Interessant – mal kurz weg vom Thema: schonmal aufgefallen, … dass die meisten ihre Autos nur außen “tunen”, selten innen veredeln. Ein Zeichen dafür: es geht nur um billige Effekthascherei. All das was gar nicht Mustang typisch ist, denn das Schönste mitunter der so geliebten “alten” Mustangs ist das Interior, aber da wird kaum Wert darauf gelegt, wenn man in jene Bonbon Autos schaut, Hauptsache auf der Proll Meile Punkte sammeln.

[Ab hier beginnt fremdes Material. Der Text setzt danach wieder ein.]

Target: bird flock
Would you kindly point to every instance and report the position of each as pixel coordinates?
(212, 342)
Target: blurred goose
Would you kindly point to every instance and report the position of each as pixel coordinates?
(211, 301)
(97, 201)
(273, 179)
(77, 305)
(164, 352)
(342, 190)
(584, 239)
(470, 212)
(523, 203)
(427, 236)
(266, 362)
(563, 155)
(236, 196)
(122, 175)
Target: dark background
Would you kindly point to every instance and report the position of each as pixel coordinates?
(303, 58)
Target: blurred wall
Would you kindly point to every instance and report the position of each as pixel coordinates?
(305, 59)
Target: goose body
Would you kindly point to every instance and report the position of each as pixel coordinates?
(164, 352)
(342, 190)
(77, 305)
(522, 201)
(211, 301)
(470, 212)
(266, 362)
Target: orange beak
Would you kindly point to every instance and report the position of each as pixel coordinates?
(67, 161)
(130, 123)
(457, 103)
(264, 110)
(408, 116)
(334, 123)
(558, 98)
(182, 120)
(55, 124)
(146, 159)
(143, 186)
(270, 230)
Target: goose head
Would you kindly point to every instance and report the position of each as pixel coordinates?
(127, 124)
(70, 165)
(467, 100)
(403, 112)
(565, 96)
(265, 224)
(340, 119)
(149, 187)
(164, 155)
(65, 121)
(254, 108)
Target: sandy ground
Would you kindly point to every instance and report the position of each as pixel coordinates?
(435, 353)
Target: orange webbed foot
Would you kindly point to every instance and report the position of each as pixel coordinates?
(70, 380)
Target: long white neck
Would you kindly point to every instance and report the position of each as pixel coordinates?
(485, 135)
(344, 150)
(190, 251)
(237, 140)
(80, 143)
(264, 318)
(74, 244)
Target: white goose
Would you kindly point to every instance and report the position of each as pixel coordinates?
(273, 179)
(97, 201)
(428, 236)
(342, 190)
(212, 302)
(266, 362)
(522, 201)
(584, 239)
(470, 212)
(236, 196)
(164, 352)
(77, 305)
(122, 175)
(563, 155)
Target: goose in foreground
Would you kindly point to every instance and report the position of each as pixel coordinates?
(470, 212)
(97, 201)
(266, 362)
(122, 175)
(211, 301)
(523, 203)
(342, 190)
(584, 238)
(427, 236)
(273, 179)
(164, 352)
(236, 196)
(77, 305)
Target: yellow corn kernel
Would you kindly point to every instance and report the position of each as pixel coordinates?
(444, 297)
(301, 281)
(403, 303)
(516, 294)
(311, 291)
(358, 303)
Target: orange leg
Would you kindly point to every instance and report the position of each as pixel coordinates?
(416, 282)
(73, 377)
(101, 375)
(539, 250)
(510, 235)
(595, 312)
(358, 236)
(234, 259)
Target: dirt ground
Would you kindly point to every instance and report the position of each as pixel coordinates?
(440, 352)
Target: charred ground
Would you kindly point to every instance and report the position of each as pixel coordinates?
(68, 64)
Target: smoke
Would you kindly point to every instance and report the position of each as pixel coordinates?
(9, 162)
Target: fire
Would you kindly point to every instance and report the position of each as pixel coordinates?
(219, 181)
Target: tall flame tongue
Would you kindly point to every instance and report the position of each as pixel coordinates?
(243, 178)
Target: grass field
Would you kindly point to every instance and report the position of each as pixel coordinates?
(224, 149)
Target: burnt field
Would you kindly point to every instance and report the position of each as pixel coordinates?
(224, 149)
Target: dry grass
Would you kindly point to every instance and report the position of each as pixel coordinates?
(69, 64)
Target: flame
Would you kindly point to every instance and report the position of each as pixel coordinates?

Zurück zum Hero: es bleiben Geschichten und Geheimnisse. Ich habe den Mann nie wirklich gefragt, warum es ein Mustang sein sollte. Ich will es auch nicht wissen. Es ist auch egal – es macht die Sache spannender, es nicht zu wissen. Aber, kaum jemand passte je besser zu dem Mustang als dieser Mann.
Ein komplett anderes Beispiel vor einem Jahr in Frankreich, ich war auf dem Weg zu einem Triumph Store, dort kommt man an einigen Car Dealern vorbei, eben auch an einem Ford Store.
Bin dort kurz angehalten. Eine junge Frau holte dort einen schwarzen Gen6 ab, war wohl grade die Übergabe. Diese Szene glich einem Fotoshooting. Man stelle sich ein Victoria Secret Model in knallenger Jeans und schlichtem weißen T-Shirt vor, kräftige, wunderschöne Haare, eine Frau zum Niederknien, Style, Eleganz, Schönheit.
Die Frau stieg dann freudestrahlend in diesen Mustang ein. In diesem Moment war die Welt für mich schwer in Ordnung.
Warum erzähle ich das? Nun ich wurde belohnt: kürzlich sah ich sie wieder, keinen Deut hässlicher geworden… Beide. Die Lady, und der Mustang, zugegeben bis auf die Spurverbreiterung, sonst 100% natural.